Currently seq-db is using SSD storage to ensure good performance for users. But SSD storage is limited, so we can't store a lot of historical data. At the same time a small number of requests want to get historical data for a long period of time.

Solution

Natural solution to this is to introduce long term (cold) stores with large storage (possibly HDD). So, data should be written to both types of stores. Most reads go to hot store, but reads for long periods should go to long term stores.

Stores

Ingestor knows several types of stores:

  • hot stores (always used for write, used for search only if hot read stores are not enabled)
  • hot read stores
  • long term (cold) stores (always used for write, used for search only if cold read stores are not enabled)
  • long term (cold) read stores

Read stores

Read mode of stores is needed for migration.

Since write operation fails on single write failure it is necessary to exclude machine to be migrated from the write list. It is done by enabling read stores (hot/cold respectively). If read stores are set, querying is done only through them and regular stores continue to be used only for write.

Thus to move a regular (hot/cold) store M to another machine the pattern is:

  • enable read stores (move all stores to be queried to the read list, including M)
  • exclude M from regular list
  • restart ingestor
  • shutdown M. Since M is excluded from write, write operations will not fail
  • migrate store
  • disable read stores, return M to regular list
  • restart ingestor

Write

When data is written (bulk send), it is first sent to hot stores, then to cold stores. Error in writing to any of them results an overall error. Currently data can be saved in long term store, but not in hot (TODO: fix).

Querying

On search hot stores are queried first.

Hot stores refuse to search if From field is less than the oldest MID on this store (it means search may ask for data that is already rotated on the store). Ingestor receives an error and in case it has long term stores configured, queries them. Both hot and cold store can return partial response, and it will be considered valid. For now there are no error type checking because it is not trivial for GRPC, this will be implemented in the future.

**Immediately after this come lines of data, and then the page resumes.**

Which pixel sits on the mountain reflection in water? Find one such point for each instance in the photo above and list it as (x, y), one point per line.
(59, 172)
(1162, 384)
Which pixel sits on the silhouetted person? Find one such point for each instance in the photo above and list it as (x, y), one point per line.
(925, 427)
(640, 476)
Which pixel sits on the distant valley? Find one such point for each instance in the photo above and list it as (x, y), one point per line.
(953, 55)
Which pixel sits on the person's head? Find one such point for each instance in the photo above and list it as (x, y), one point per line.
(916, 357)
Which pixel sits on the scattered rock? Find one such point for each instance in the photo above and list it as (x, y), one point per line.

Avoid old docs in hot store

There is a problem that a doc with very old timestamp may be submitted to hot store. This doc will have very low seq.MID and sooner or later it will become the oldest MID in the store. This will result a behavior that hot store will answer to wider range of queries, when normally they should be sent to long term store.

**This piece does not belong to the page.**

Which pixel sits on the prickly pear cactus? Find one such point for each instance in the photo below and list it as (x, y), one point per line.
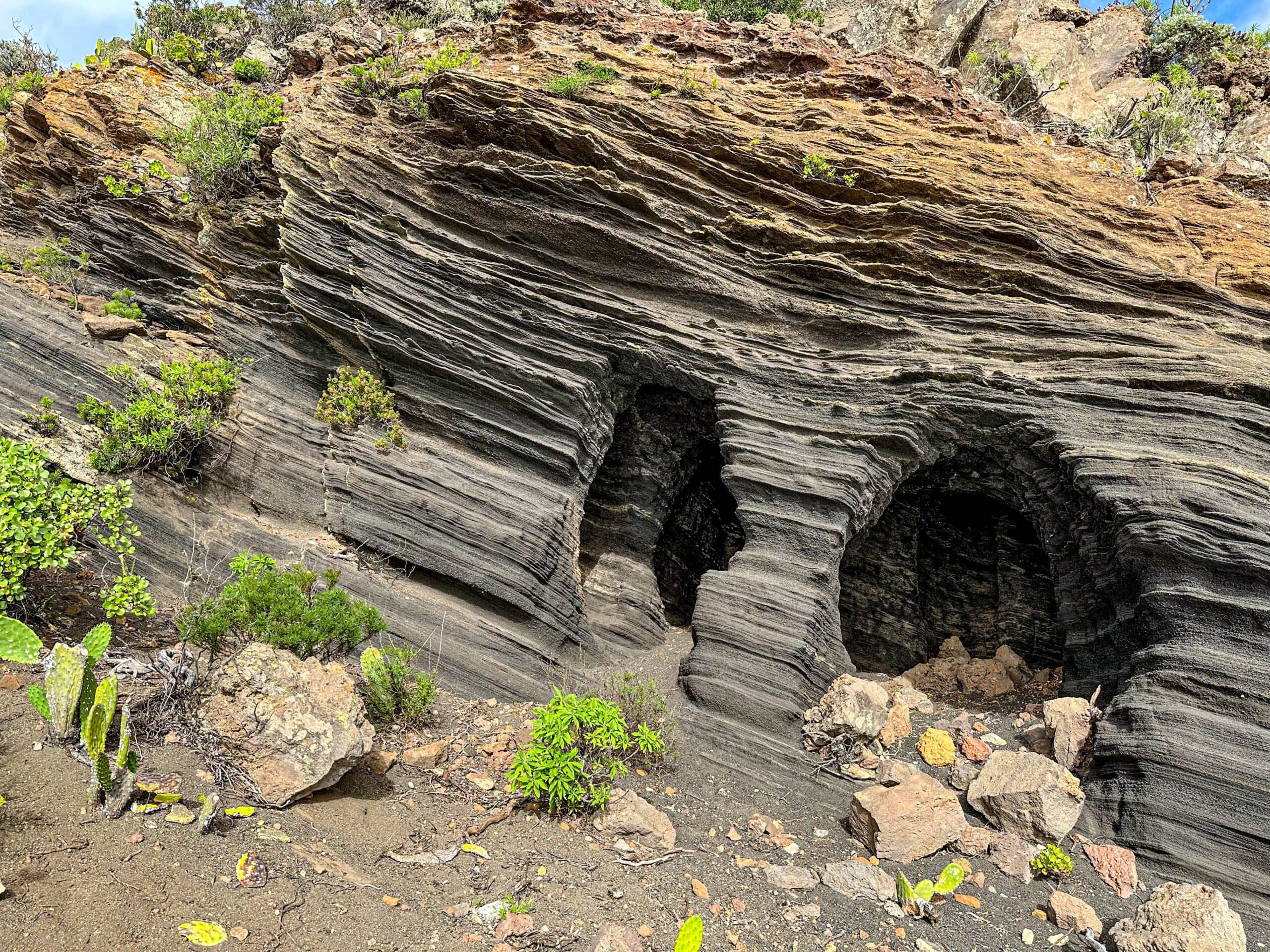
(39, 700)
(18, 643)
(96, 644)
(63, 687)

To avoid this need to make an important change to bulk process. There is now a special check of time field and three possible outcomes:

  • Time field exists and has a correct value (not older than 24h from now): in this case no changes to doc and seq.MID calculated from this value.
  • Time field does not exist: doc is not changed, seq.MID calculated from time.Now()
  • Time field holds very old value (more than 24h from now): in this case doc is changed, value of time field is changed to time.Now(), seq.MID is calculated from that. Original timestamp is stored in field original_timestamp, this field is overwritten if exists.

Deploy

As we don't have long term store right now, deploy will be done in several steps to avoid interruption of service.

First step

Current stores become hot stores, but hot mode is not enabled. In this case behavior is the same as in older code. This removes an option to have read/write stores separately, but it's necessary.

Second step

This step may be done together with the first step. We create new stores with large storage and add them to ingestors as write-stores. Now ingestors write data to both types of stores, but read queries will go to hot stores only. After that we need to wait for long term stores to have data at least for the same period as hot stores.

Third step

Now we can add all long term stores as read stores and enable hot store-mode for hot stores. This effectively enables a new scheme, when hot store can return error and query will go to read (long term) stores. As before, write stores should be a subset of read stores.